Most people are familiar with "jet lag," the difficulty one's brain and body have in adjusting to changes in time zones. You might be in Hawaii or France, but your body and brain are still on Eastern Standard Time. The "Jet Age" (a term that seems quaint more than a half century since it was coined) is not the only cause for human problems with travel.
I recently returned from four days and nights in the North Carolina mountains. I love the mountains and take vacations and short trips there regularly, but I realized as I returned home (some 300 miles away from our mountain rental) that I was a little discombobulated. I had spent four days getting accustomed to the layout of the rental house, the light switches, the path to the bathroom and the kitchen, the deck with the long view of mountain peaks, the furniture, the companions (my wife, daughter, son-in-law and two grandchildren) with whom I shared that space. I had to shake my head briskly to remind myself that I was no longer in that mountain cottage but back in the eastern North Carolina home where I've lived for 15 years.
Adjusting and readjusting is no crisis, but it does affect one's equilibrium and sense of place. On trips, we get accustomed to going out to eat more frequently than we do at home. There is no pressure to clean the house or do yard work when you're hundreds of miles away in a rental house that belongs to someone else. Going home is a return to reality, a reality we had ignored for several days. Getting back onto the reality path takes a little adjusting.
Air travel has its own set of adjustments to be made, from packing to meet the stringent TSA security requirements to sitting for hours in a tightly packed seat in an aluminum tube filled with strangers. But car travel affects one's body and mind, too.
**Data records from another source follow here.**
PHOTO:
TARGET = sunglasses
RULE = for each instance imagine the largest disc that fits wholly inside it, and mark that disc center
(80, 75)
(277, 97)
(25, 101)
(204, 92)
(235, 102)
There are few things more exhausting than driving for several hours in heavy traffic at 60 or 70 mph. The tension builds as cars and trucks jam the travel lanes, and, as driver, you are required to pay close attention to your speed, the vehicles on your left and right, as well as far ahead of you. You also have to be cognizant of your next stop or your next turn. When you're going 70 mph (103 feet per second!), you need advance warning of maneuvers that need to be made to reach your destination. All of this effort and tension is draining on the driver's mind and body.
If your itinerary includes several overnight stops over a several-day period, expect all the roads, all the restaurants and all the motels to run together into a confusing soup of flavors, sights and places.
Tension and stress limit the endurance of drivers. Long-haul truckers have regulatory limits on the number of hours they can drive. I have my own limits. I'm good for about four hours on the highway; then, I'm ready for a rest. I might make it five hours if I have to, but when we plan long trips, we try to break up the trip into digestible four-hour (or less) portions.
These portions do not eliminate travel's discombobulation and need for solid rest, but it does make the long-distance travel our prehistoric ancestors were never designed for more achievable.